Arab investors are increasingly active as well: the UAE, Saudi Arabia, and Qatar finance energy infrastructure in East Africa, combining their capital with European technologies. This forms a new triangle of cooperation — “EU–Middle East–Africa” — with the potential to shape the world’s energy map for decades.

The problem is that behind these major projects, Africa still lacks its own decisive voice. Without mechanisms of control, its energy future may become not a story of development but a repetition of the past — where resources serve external interests.

Yet Africa has a chance not to be a supplier of raw materials but a center of a new energy system. Its natural potential — sun, wind, hydropower, biomass — makes the continent one of the most promising platforms for transitioning from exporting resources to exporting energy. Here it will be determined whether the 21st century becomes the century of true “green equality” or yet another era of redistributed influence.


Conclusion

The global energy sector in 2025 is a complex system of new connections and old contradictions. Moving away from fossil fuels has not made states independent — it has merely changed the nature of their interdependencies.

Europe is learning to live without Russian gas but now depends on LNG, critical minerals, and technologies. The U.S. uses its resources and “green” subsidies to maintain industrial advantage and influence allies. China, meanwhile, builds networks of economic and technological ties through investments across Asia, Africa, and Latin America.
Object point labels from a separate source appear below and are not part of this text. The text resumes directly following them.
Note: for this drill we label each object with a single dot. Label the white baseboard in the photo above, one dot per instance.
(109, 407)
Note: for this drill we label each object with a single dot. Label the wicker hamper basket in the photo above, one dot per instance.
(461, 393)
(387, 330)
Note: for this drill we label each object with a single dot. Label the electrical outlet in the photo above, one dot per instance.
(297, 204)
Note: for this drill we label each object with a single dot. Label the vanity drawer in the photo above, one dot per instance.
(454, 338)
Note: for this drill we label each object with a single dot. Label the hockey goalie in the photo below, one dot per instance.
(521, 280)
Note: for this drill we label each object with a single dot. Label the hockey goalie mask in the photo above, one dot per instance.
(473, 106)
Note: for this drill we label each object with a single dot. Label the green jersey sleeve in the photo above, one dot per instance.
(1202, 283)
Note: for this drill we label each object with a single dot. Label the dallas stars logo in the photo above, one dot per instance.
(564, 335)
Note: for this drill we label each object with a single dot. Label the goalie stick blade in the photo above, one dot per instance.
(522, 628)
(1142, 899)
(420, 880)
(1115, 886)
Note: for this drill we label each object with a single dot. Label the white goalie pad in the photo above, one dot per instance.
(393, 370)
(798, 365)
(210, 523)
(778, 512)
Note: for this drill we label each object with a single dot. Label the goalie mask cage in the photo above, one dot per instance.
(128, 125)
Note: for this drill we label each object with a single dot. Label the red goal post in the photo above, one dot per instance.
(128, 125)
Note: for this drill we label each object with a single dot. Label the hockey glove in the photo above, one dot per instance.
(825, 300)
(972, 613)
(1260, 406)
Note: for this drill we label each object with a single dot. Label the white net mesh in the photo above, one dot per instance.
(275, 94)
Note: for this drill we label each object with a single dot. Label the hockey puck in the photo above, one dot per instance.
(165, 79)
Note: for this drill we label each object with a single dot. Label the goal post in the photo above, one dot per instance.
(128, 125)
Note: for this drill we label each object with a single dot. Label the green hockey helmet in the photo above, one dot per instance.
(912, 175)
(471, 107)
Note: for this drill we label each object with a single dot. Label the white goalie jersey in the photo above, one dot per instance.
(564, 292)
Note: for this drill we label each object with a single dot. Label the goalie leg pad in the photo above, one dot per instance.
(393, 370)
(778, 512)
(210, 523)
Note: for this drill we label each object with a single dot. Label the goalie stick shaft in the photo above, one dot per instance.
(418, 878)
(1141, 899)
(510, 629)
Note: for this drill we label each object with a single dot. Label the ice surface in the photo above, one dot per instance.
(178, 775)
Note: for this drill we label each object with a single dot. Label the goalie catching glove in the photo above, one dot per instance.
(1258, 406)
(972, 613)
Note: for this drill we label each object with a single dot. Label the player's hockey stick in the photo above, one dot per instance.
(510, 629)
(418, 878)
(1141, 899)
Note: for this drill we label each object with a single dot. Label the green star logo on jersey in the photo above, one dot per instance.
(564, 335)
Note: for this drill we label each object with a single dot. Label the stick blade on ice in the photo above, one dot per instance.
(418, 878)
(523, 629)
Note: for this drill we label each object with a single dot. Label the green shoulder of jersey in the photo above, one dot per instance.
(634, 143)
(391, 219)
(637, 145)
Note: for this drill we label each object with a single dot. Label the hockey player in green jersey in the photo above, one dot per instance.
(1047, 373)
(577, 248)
Against this backdrop, the UAE exemplify how a country can transform oil capital into a development tool. Their experience shows that modernization is possible without destroying traditional energy — if investments in technology and education are made at the right time.

Africa, for its part, is becoming the main testing ground for the future. Here the world will decide whether it can shift to “green” energy without repeating colonial patterns of uneven resource distribution.

In the new geopolitical reality, it matters less who owns the resources and more who knows how to manage them — rationally, strategically, and with a long-term vision.